Some Thoughts on Myopia Reduction
Myopia/nearsightedness is one of the most common visual conditions. Nearsightedness affects more and more people every day. Some insist it is hereditary. Some contend that it is caused by the way we visually interact with our environment. I believe both factors can come into play. Amount of time doing close work, amount of time spent indoors, posture and lighting have all been implicated in the appearance and increase of nearsightedness in people of all ages.
Arthur Marten Skeffington
A.M. Skeffington, the father of modern optometry described reading as a “socially compulsive visually near-centered task that is biologically unacceptable.” Skeffington said this in the 1960s if not earlier. This idea is certainly worth considering since the written word is relatively new in the history of humankind. Reading is significantly different from virtually all other visual activities. Many behavioral optometrists understand that visual problems, including nearsightedness, astigmatism and strabismus often result from inefficient visual processing at near. Symptoms like headaches, dry eyes, eye fatigue, drowsiness from reading and increasing nearsightedness also result from poor visual performance at near.
Many optometrists and researchers are focused on the issue of close work in general, believing that it is the mere fact that reading is done within arm’s reach that makes it problematic. It is true that the human focusing system is designed to be more relaxed when looking at something far away and we must focus harder to see clearly when reading or looking at anything that is close to us. Some experts say that the human visual system was designed for distance viewing and that too much close work can be problematic. I just don’t see it that way. Our ancient ancestors certainly did a considerable amount of close work - they made clothing, tools and art, prepared meals, processed hides, gathered plants for food and medicine. The advent of smart phones, iPads, etc. is only going to make matters worse for many people.

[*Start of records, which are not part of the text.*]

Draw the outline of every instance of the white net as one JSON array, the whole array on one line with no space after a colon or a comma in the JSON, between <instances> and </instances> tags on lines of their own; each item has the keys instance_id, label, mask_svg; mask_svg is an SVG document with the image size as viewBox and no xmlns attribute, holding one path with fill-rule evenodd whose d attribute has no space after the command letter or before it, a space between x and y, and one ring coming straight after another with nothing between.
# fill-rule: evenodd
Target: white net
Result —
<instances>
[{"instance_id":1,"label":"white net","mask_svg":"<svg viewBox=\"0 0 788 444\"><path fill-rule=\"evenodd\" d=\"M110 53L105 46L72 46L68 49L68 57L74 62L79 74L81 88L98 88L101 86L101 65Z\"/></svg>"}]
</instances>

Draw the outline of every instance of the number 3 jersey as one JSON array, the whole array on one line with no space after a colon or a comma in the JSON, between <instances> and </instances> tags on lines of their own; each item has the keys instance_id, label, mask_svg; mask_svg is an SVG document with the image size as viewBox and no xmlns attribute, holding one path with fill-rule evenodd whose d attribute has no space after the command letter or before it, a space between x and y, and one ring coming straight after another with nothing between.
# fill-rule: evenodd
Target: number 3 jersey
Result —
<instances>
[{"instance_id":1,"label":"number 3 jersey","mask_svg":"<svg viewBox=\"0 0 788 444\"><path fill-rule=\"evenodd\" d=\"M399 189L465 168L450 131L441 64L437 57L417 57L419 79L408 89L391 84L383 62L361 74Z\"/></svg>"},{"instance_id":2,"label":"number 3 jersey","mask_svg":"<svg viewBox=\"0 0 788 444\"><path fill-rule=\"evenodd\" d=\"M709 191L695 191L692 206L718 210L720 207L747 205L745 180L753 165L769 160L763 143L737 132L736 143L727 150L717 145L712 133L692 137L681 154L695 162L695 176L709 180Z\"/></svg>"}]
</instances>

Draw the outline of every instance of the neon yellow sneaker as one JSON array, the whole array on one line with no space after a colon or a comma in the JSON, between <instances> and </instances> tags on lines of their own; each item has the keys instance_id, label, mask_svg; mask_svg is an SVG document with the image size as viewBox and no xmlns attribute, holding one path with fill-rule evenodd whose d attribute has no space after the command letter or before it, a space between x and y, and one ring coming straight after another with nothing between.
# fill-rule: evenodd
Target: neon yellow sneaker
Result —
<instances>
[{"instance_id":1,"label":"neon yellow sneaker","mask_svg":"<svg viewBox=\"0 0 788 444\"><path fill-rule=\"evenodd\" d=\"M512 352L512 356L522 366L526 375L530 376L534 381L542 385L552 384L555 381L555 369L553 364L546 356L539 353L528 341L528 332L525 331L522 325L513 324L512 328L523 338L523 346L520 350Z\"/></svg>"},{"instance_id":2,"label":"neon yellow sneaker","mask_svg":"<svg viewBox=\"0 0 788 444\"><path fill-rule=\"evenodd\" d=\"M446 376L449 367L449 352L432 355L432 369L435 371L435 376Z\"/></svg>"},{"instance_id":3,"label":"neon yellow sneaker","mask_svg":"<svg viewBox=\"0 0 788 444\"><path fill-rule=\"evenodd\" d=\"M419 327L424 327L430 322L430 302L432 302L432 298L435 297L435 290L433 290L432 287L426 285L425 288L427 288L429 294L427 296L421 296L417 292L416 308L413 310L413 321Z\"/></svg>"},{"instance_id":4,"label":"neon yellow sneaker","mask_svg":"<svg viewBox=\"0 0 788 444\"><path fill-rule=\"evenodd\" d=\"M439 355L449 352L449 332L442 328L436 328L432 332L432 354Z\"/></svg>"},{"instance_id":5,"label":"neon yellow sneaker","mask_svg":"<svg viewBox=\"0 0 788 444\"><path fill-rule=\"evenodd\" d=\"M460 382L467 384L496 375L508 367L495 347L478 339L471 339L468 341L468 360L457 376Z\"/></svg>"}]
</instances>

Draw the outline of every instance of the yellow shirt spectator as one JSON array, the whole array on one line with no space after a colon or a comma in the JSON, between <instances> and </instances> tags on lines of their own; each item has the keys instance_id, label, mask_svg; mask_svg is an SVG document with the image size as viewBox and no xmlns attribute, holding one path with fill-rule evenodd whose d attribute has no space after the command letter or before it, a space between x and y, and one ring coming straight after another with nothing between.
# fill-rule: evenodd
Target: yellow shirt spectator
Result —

I believe the big difference has to do with two things, 1) most close work in modern culture revolves around flat things like paper, computers, etc. and 2) most close work in modern culture occurs in the absence of actual manipulation by the hands. Here’s why these things matter. We have two eyes in the front of our heads in order to provide two slightly different views of the world. The brain processes these two viewpoints to enable us to have depth perception and perceive the world as 3-dimensional. If you have gone to a 3-D movie and it didn’t really look 3-D it is because your brain is not integrating the input from the two eyes the way it should. We are meant to interact with 3-dimensional objects and activities. The brain gets annoyed and fatigued by the constant interaction with flat surfaces. It’s kind of like the very bright child that does poorly in school; this child might get poor grades, not because the material is too difficult, but because it is too easy. The human visual system wants 3-D. In addition to the fact that there were little or no flat surfaces with abstract symbols on them back in the day, any close work that was done involved use of the hands. Not the way we use our hands to peck at a keyboard, maneuver a mouse or joystick or even touch a screen. Our ancestors were manipulating real objects. Add to this the difference in immediate environment - though they likely threw stones, they didn’t live in glass houses; they spent much more time outdoors and could (and almost assuredly did) look off in the distance regularly, which would be helpful in reducing near-point stress.

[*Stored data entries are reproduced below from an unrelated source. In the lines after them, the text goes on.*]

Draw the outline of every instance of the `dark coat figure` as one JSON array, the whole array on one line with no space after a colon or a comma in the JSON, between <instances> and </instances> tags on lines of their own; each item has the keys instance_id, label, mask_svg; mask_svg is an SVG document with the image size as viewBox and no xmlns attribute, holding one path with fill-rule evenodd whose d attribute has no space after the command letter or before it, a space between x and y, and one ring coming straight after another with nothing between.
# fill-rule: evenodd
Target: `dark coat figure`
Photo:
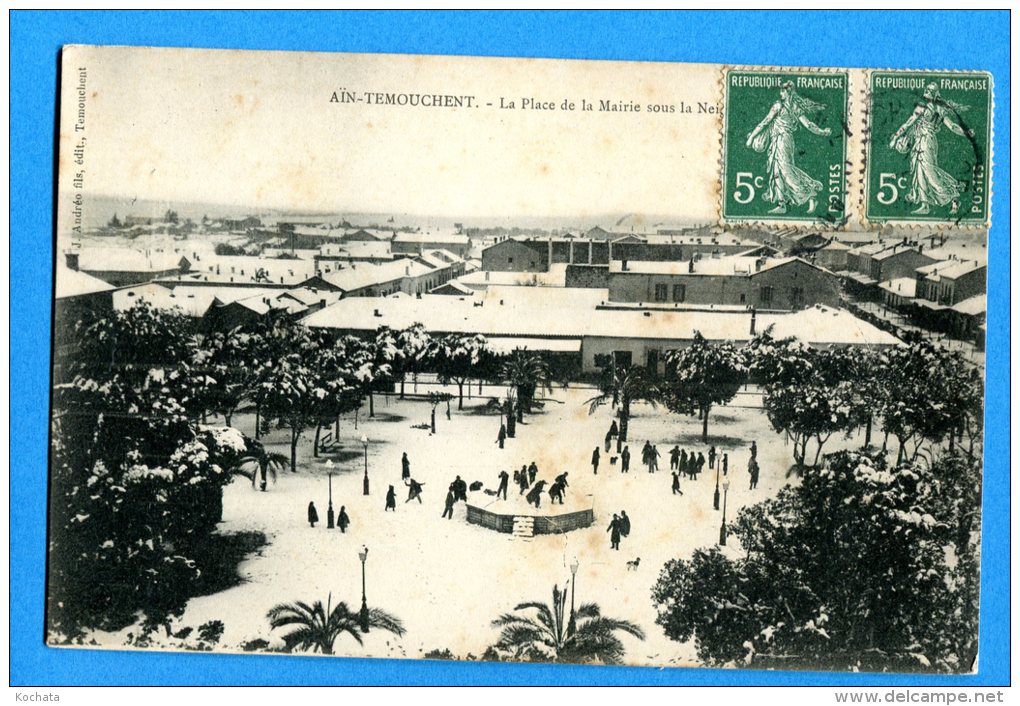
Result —
<instances>
[{"instance_id":1,"label":"dark coat figure","mask_svg":"<svg viewBox=\"0 0 1020 706\"><path fill-rule=\"evenodd\" d=\"M347 532L347 528L351 525L351 518L347 516L347 509L341 505L340 515L336 518L336 526L340 528L341 532Z\"/></svg>"},{"instance_id":2,"label":"dark coat figure","mask_svg":"<svg viewBox=\"0 0 1020 706\"><path fill-rule=\"evenodd\" d=\"M613 521L609 523L609 529L606 532L610 532L609 535L609 547L610 549L620 549L620 518L613 515Z\"/></svg>"},{"instance_id":3,"label":"dark coat figure","mask_svg":"<svg viewBox=\"0 0 1020 706\"><path fill-rule=\"evenodd\" d=\"M751 442L751 458L753 459L758 458L758 443L755 441Z\"/></svg>"},{"instance_id":4,"label":"dark coat figure","mask_svg":"<svg viewBox=\"0 0 1020 706\"><path fill-rule=\"evenodd\" d=\"M715 468L715 447L708 450L708 467Z\"/></svg>"},{"instance_id":5,"label":"dark coat figure","mask_svg":"<svg viewBox=\"0 0 1020 706\"><path fill-rule=\"evenodd\" d=\"M453 504L457 502L457 496L453 494L452 490L446 492L446 508L443 510L443 517L453 519Z\"/></svg>"},{"instance_id":6,"label":"dark coat figure","mask_svg":"<svg viewBox=\"0 0 1020 706\"><path fill-rule=\"evenodd\" d=\"M722 455L722 474L725 476L725 475L728 475L729 472L730 472L730 455L729 454L723 454Z\"/></svg>"},{"instance_id":7,"label":"dark coat figure","mask_svg":"<svg viewBox=\"0 0 1020 706\"><path fill-rule=\"evenodd\" d=\"M697 480L701 472L705 470L705 454L698 452L698 466L694 472L694 479Z\"/></svg>"},{"instance_id":8,"label":"dark coat figure","mask_svg":"<svg viewBox=\"0 0 1020 706\"><path fill-rule=\"evenodd\" d=\"M393 510L393 512L397 511L397 491L393 489L392 485L390 486L390 489L386 491L386 510ZM386 510L383 510L383 512Z\"/></svg>"},{"instance_id":9,"label":"dark coat figure","mask_svg":"<svg viewBox=\"0 0 1020 706\"><path fill-rule=\"evenodd\" d=\"M531 465L528 466L528 482L529 483L534 483L535 482L535 478L537 476L538 476L538 466L536 466L535 462L532 461Z\"/></svg>"},{"instance_id":10,"label":"dark coat figure","mask_svg":"<svg viewBox=\"0 0 1020 706\"><path fill-rule=\"evenodd\" d=\"M659 470L659 450L652 446L648 451L648 472L655 473Z\"/></svg>"},{"instance_id":11,"label":"dark coat figure","mask_svg":"<svg viewBox=\"0 0 1020 706\"><path fill-rule=\"evenodd\" d=\"M615 438L619 435L620 427L616 426L616 420L614 419L613 423L609 425L609 436Z\"/></svg>"},{"instance_id":12,"label":"dark coat figure","mask_svg":"<svg viewBox=\"0 0 1020 706\"><path fill-rule=\"evenodd\" d=\"M521 470L517 472L517 485L521 489L519 495L524 495L528 491L528 469L521 466Z\"/></svg>"},{"instance_id":13,"label":"dark coat figure","mask_svg":"<svg viewBox=\"0 0 1020 706\"><path fill-rule=\"evenodd\" d=\"M319 513L315 510L315 503L308 503L308 524L315 527L315 523L319 521Z\"/></svg>"},{"instance_id":14,"label":"dark coat figure","mask_svg":"<svg viewBox=\"0 0 1020 706\"><path fill-rule=\"evenodd\" d=\"M620 535L626 537L630 534L630 518L626 510L620 510Z\"/></svg>"},{"instance_id":15,"label":"dark coat figure","mask_svg":"<svg viewBox=\"0 0 1020 706\"><path fill-rule=\"evenodd\" d=\"M647 466L648 459L652 456L652 442L646 441L645 445L641 447L641 465Z\"/></svg>"},{"instance_id":16,"label":"dark coat figure","mask_svg":"<svg viewBox=\"0 0 1020 706\"><path fill-rule=\"evenodd\" d=\"M543 490L545 490L545 481L540 480L537 483L535 483L531 490L528 491L528 494L524 496L525 500L528 501L529 505L534 505L535 507L542 507Z\"/></svg>"},{"instance_id":17,"label":"dark coat figure","mask_svg":"<svg viewBox=\"0 0 1020 706\"><path fill-rule=\"evenodd\" d=\"M461 480L460 476L453 481L453 499L467 502L467 481Z\"/></svg>"},{"instance_id":18,"label":"dark coat figure","mask_svg":"<svg viewBox=\"0 0 1020 706\"><path fill-rule=\"evenodd\" d=\"M680 447L674 446L669 450L669 470L675 471L680 468Z\"/></svg>"},{"instance_id":19,"label":"dark coat figure","mask_svg":"<svg viewBox=\"0 0 1020 706\"><path fill-rule=\"evenodd\" d=\"M506 441L506 424L500 424L499 434L496 435L496 443L499 444L499 448L503 448L504 441Z\"/></svg>"},{"instance_id":20,"label":"dark coat figure","mask_svg":"<svg viewBox=\"0 0 1020 706\"><path fill-rule=\"evenodd\" d=\"M673 495L683 495L680 490L680 473L678 471L673 471Z\"/></svg>"},{"instance_id":21,"label":"dark coat figure","mask_svg":"<svg viewBox=\"0 0 1020 706\"><path fill-rule=\"evenodd\" d=\"M606 453L609 453L609 449L613 447L613 435L608 431L606 432Z\"/></svg>"},{"instance_id":22,"label":"dark coat figure","mask_svg":"<svg viewBox=\"0 0 1020 706\"><path fill-rule=\"evenodd\" d=\"M418 504L420 505L421 504L421 487L423 485L425 485L425 484L424 483L419 483L414 478L411 478L407 482L407 500L405 500L404 502L405 503L409 503L412 500L417 500Z\"/></svg>"},{"instance_id":23,"label":"dark coat figure","mask_svg":"<svg viewBox=\"0 0 1020 706\"><path fill-rule=\"evenodd\" d=\"M680 451L680 467L679 470L684 474L684 478L690 475L691 467L687 465L687 449L681 449Z\"/></svg>"},{"instance_id":24,"label":"dark coat figure","mask_svg":"<svg viewBox=\"0 0 1020 706\"><path fill-rule=\"evenodd\" d=\"M497 498L500 495L502 495L503 499L506 500L506 489L507 489L508 485L510 485L510 474L507 473L506 471L500 471L499 472L499 487L496 488L496 497Z\"/></svg>"},{"instance_id":25,"label":"dark coat figure","mask_svg":"<svg viewBox=\"0 0 1020 706\"><path fill-rule=\"evenodd\" d=\"M747 472L751 474L751 486L749 490L754 490L758 487L758 462L753 458L747 464Z\"/></svg>"},{"instance_id":26,"label":"dark coat figure","mask_svg":"<svg viewBox=\"0 0 1020 706\"><path fill-rule=\"evenodd\" d=\"M630 447L624 446L620 454L620 473L630 473Z\"/></svg>"},{"instance_id":27,"label":"dark coat figure","mask_svg":"<svg viewBox=\"0 0 1020 706\"><path fill-rule=\"evenodd\" d=\"M563 484L558 478L549 486L549 503L555 505L557 500L560 501L560 505L563 504Z\"/></svg>"},{"instance_id":28,"label":"dark coat figure","mask_svg":"<svg viewBox=\"0 0 1020 706\"><path fill-rule=\"evenodd\" d=\"M596 446L595 450L591 452L591 470L595 475L599 474L599 447Z\"/></svg>"},{"instance_id":29,"label":"dark coat figure","mask_svg":"<svg viewBox=\"0 0 1020 706\"><path fill-rule=\"evenodd\" d=\"M407 460L407 452L400 459L400 480L406 482L411 477L411 462Z\"/></svg>"},{"instance_id":30,"label":"dark coat figure","mask_svg":"<svg viewBox=\"0 0 1020 706\"><path fill-rule=\"evenodd\" d=\"M570 487L570 483L567 482L567 472L566 471L563 471L563 473L561 473L558 476L556 476L556 478L554 480L557 483L559 483L561 488L568 488L568 487Z\"/></svg>"}]
</instances>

Also, a great deal of nearsightedness emerges as a direct result of wearing glasses that “correct” nearsightedness. Typical lenses for nearsightedness are appropriate for looking at things that are at least twenty feet away. Wearing these lenses for activities closer than twenty feet causes increased stress on the visual system and consequently an increase in nearsightedness in many people for many years. Do not read with your distance glasses even though it might seem fine.

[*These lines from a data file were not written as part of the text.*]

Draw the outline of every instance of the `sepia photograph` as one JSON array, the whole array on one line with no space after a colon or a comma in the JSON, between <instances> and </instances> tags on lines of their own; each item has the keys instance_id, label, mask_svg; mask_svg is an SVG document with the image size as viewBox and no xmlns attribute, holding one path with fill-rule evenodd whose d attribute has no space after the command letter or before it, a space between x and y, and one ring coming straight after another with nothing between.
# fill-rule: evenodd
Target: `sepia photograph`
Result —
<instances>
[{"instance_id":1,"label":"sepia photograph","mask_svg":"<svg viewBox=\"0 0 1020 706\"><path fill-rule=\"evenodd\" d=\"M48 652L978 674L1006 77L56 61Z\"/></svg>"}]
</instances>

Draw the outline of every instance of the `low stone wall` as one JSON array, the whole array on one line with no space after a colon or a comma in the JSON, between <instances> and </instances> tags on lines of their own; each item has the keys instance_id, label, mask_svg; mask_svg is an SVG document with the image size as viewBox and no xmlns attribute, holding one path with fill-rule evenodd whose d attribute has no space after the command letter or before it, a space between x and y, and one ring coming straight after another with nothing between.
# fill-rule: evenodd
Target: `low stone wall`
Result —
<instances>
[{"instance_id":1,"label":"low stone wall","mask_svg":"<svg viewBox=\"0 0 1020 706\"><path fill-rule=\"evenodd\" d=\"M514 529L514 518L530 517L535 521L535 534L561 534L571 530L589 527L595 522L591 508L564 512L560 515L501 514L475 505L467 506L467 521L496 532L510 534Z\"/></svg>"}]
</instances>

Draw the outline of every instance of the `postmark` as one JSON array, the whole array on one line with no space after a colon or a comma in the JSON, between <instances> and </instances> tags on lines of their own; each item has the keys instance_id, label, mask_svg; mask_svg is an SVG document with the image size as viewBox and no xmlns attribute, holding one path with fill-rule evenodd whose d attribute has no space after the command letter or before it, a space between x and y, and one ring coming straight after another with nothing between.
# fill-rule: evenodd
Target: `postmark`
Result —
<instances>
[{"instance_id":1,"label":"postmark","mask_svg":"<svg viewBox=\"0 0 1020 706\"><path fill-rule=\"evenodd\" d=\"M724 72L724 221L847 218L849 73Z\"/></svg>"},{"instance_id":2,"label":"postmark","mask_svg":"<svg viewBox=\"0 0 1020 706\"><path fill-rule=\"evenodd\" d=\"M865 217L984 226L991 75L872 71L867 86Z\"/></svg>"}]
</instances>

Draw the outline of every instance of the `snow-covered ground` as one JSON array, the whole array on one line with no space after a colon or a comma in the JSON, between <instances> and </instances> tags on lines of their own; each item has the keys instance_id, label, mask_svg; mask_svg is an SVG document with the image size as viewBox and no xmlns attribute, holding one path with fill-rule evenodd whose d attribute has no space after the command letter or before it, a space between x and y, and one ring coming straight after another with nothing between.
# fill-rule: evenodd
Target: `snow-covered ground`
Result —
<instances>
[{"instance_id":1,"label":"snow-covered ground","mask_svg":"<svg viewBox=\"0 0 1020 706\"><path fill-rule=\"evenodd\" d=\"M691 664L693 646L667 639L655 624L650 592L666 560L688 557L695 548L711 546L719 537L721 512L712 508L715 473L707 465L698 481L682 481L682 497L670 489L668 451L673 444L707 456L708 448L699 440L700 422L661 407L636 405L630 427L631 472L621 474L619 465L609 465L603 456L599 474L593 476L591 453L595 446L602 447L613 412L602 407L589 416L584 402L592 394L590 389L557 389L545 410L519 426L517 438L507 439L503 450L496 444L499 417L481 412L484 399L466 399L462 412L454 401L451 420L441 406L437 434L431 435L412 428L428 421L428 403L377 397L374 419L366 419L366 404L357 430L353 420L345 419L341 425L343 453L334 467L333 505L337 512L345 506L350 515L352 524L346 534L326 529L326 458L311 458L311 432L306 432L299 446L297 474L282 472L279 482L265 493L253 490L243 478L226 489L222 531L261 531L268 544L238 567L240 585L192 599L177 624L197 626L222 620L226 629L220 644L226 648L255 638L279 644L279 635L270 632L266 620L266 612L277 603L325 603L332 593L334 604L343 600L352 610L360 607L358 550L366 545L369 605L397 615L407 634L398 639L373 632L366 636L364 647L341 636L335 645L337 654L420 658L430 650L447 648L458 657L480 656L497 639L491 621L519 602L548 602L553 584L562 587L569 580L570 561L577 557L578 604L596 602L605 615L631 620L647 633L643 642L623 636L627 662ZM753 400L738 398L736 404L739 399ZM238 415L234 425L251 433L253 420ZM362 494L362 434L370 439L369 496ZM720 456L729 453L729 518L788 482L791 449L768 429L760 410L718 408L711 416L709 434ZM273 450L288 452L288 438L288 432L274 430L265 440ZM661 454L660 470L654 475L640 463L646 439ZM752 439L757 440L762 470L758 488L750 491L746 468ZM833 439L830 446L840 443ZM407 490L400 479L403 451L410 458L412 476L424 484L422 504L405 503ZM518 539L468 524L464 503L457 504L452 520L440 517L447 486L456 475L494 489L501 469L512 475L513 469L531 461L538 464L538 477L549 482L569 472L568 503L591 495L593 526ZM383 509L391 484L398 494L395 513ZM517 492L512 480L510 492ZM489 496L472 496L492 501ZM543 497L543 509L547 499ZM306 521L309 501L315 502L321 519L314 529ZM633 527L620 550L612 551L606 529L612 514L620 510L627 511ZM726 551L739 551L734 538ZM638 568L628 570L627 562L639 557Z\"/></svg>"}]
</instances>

Iatrogenic Myopia Reduction
Many people are interested in myopia control and myopia reduction. Some seek me out specifically for that reason. The majority of the public is satisfied with the style of eye care they currently receive, not realizing there are alternatives. The typical eye exam is designed to mask the obvious symptom as quickly and completely as possible with no thought to the likely causes or future consequences. Most people’s idea of vision care is sit in a chair, read a chart, get dilated, force yourself to adjust to the new glasses. Is this because the approach is just that good or because this is what most eye care professionals have settled on and made available almost to the exclusion of other approaches?
The nature of my practice is such that almost everyone who does vision therapy with me ends up seeing more clearly with weaker lenses that they had when we first met. This is not something most of my patients are even thinking about. Usually, they just want to get rid of their headaches, dry eyes, double vision, eye fatigue or to read more easily, work longer at the computer without eyestrain or play sports better. I believe that good eyesight tends to be the result of a smoothly operating visual system, not the starting point. I see myopia reduction happen all the time, sometimes without even trying. It’s just because everything is working better. And because it’s something I am open to, unlike most eye doctors who expect people’s eye to get worse all the time.
I do think that most visual symptoms arise from the biologically unacceptable, socially compulsive, inescapable nature of modern life. I think that given the opportunity to get more from an “eye exam” than what remains currently in vogue, many more people would opt for what behavioral optometry has to offer rather than settling for what is generally available. That is why I offer visual evaluations, not eye exams.